Moscow has been forced to seek reliable alternatives for settlements with foreign partners, Anton Siluanov has said
Russia never intended to ditch the US dollar in trade, Finance Minister Anton Siluanov said in an interview with the TV channel CGTN on Monday. Rather, Moscow was forced to look for alternatives because Western sanctions jeopardized use of the currency in Russia's foreign trade, according to the minister.
"We are not challenging the dollar, the dollar has challenged Russia, so we are looking for alternative settlement mechanisms between our exporters [and] importers so that it is convenient, reliable and beneficial in trade," Siluanov stated.
The official also discussed Moscow's plans for the BRICS New Development Bank (NDB). The Shanghai-based entity was established in 2014 by the bloc's member states - Brazil, Russia, India, China, and South Africa - with the aim of facilitating payments between the group members and with their trade partners, as well as expanding links and infrastructure projects across the bloc.
Siluanov noted that Russia has already made several proposals to its trade partners with regard to dollar alternatives, and will continue to discuss the matter in the near future. He did not elaborate on what those alternatives could be. However, over the past year Russia has been gradually switching from the dollar to other currencies in trade, particularly the ruble, yuan, and rupee.
He said that Russia is a rightful member of the world economy and plans to retain its place in the global market, with no intentions to "isolate itself."
"Nothing can be done about [countries] that cut off ties with Russia. We will continue to boost our efforts, our trade and mutual investment activity with our other partners," the minister stressed.
The US has lost the trust it used to have as the issuer of the global reserve currency by violating international rules and abandoning fiscal responsibility domestically, according to Siluanov. By extension, it has undermined trust in the dollar, he believes. He noted that the US debt crisis highlights how "key countries that used to set the tone in global finance" are now only causing problems, such as global inflation and surging interest rates.

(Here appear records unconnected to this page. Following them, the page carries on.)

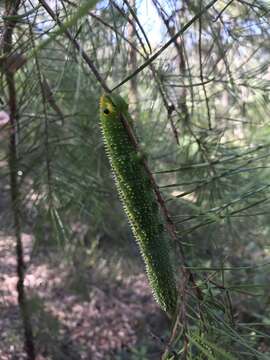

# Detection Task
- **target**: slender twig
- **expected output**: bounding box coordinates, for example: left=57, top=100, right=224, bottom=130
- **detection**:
left=1, top=0, right=35, bottom=360
left=112, top=0, right=218, bottom=91
left=39, top=0, right=109, bottom=92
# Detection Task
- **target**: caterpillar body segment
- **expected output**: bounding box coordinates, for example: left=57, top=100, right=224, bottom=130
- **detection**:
left=100, top=95, right=177, bottom=315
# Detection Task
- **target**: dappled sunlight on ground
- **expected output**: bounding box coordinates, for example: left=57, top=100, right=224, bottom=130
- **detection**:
left=0, top=233, right=166, bottom=360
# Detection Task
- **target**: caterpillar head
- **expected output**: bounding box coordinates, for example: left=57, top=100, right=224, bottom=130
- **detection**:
left=100, top=94, right=128, bottom=117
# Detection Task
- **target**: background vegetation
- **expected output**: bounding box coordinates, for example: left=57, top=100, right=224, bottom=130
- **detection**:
left=0, top=0, right=270, bottom=360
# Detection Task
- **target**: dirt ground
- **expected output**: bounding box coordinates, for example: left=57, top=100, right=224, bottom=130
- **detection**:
left=0, top=232, right=167, bottom=360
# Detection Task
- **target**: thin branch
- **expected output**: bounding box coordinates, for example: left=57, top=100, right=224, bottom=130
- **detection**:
left=112, top=0, right=218, bottom=91
left=39, top=0, right=111, bottom=92
left=1, top=0, right=35, bottom=360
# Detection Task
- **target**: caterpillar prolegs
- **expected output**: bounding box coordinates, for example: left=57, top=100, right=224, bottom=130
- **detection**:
left=100, top=94, right=177, bottom=315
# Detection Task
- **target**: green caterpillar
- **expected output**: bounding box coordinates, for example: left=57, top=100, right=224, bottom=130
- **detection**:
left=100, top=94, right=177, bottom=315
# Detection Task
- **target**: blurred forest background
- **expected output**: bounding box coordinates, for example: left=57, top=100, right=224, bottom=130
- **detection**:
left=0, top=0, right=270, bottom=360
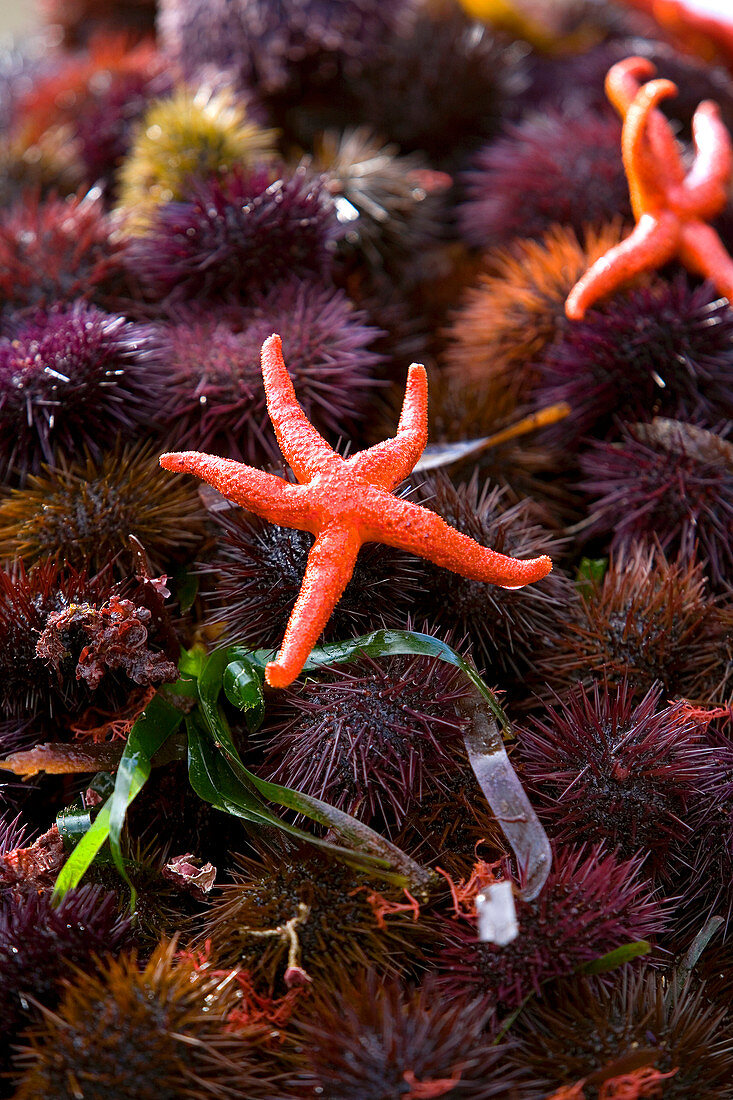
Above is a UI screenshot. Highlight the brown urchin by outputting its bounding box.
[200,846,436,988]
[446,221,622,404]
[17,941,292,1100]
[0,440,204,573]
[300,972,538,1100]
[259,657,469,828]
[536,543,733,704]
[511,967,733,1100]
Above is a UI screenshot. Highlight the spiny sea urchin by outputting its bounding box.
[530,543,733,704]
[580,417,733,585]
[0,440,204,574]
[0,301,163,482]
[259,657,468,827]
[17,941,292,1100]
[535,277,733,446]
[515,683,712,878]
[129,167,340,301]
[201,508,419,649]
[0,188,128,314]
[201,846,436,987]
[459,111,631,249]
[346,4,522,166]
[405,473,573,678]
[314,127,450,272]
[156,278,380,465]
[118,86,275,232]
[511,967,733,1100]
[438,845,665,1008]
[445,221,622,405]
[0,887,129,1046]
[302,972,535,1100]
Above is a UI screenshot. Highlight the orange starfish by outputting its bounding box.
[161,336,553,688]
[565,57,733,321]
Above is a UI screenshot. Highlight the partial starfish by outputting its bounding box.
[565,57,733,321]
[161,336,553,688]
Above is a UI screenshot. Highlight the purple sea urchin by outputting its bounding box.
[158,0,409,99]
[346,4,522,166]
[581,417,733,583]
[0,188,127,312]
[516,683,712,878]
[201,499,419,649]
[459,111,631,248]
[129,168,340,301]
[0,441,204,573]
[157,279,381,465]
[511,967,733,1100]
[260,657,468,826]
[405,474,573,678]
[0,303,163,481]
[538,543,733,704]
[438,845,665,1008]
[536,277,733,446]
[0,887,129,1045]
[294,974,535,1100]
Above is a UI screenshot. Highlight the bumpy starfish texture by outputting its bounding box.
[565,57,733,321]
[161,336,553,688]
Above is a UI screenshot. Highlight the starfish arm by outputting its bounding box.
[362,497,553,589]
[265,527,361,688]
[262,336,342,482]
[347,363,427,490]
[670,100,733,221]
[565,212,679,321]
[161,451,310,530]
[679,221,733,301]
[621,80,682,219]
[605,57,657,119]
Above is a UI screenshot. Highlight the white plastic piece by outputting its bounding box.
[475,880,519,947]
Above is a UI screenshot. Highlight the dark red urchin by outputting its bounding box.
[344,4,524,166]
[156,278,381,465]
[458,104,631,249]
[314,127,444,275]
[0,188,128,315]
[258,657,469,827]
[0,561,177,741]
[535,276,733,446]
[510,967,733,1100]
[0,301,164,483]
[158,0,411,100]
[536,543,733,705]
[580,417,733,585]
[300,972,540,1100]
[128,167,341,301]
[199,846,436,989]
[515,683,713,879]
[200,507,420,649]
[0,887,129,1049]
[0,438,205,575]
[405,473,576,686]
[437,845,666,1009]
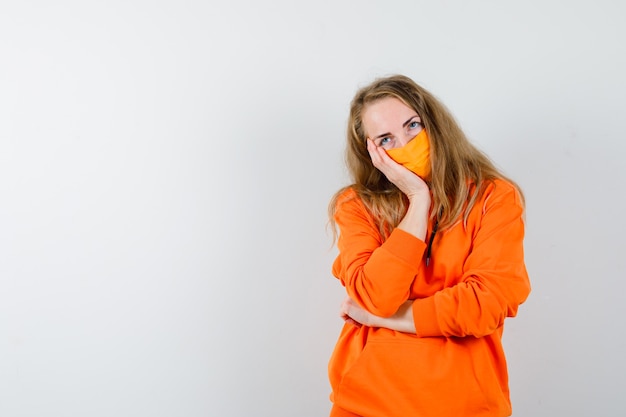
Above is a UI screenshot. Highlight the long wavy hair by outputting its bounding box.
[328,75,523,239]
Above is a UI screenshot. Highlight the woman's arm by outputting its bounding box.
[340,297,416,334]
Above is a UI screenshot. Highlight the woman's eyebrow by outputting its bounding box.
[372,114,419,140]
[402,114,419,127]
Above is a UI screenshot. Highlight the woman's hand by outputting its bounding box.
[367,139,430,240]
[367,139,430,205]
[339,297,416,334]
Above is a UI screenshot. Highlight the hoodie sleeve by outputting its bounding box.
[413,182,530,337]
[333,191,426,317]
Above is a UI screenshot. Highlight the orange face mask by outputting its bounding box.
[387,129,430,179]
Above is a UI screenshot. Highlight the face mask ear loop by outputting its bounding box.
[426,206,442,266]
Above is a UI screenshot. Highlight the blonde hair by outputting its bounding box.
[329,75,523,239]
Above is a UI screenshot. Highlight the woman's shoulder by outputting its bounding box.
[482,178,524,206]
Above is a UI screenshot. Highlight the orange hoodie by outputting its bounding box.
[329,180,530,417]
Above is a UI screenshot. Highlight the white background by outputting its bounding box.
[0,0,626,417]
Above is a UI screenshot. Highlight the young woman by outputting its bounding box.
[329,76,530,417]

"Why are we... developing settlements in national currencies? Because we do not know how these countries will behave next, what their inflation will be, how much their currency will be worth, how much more money they will print... There are a lot of questions for these countries - our task is to go our own way to fulfill the tasks that we have set, and to be less dependent on those countries that have proved unfriendly towards Russia."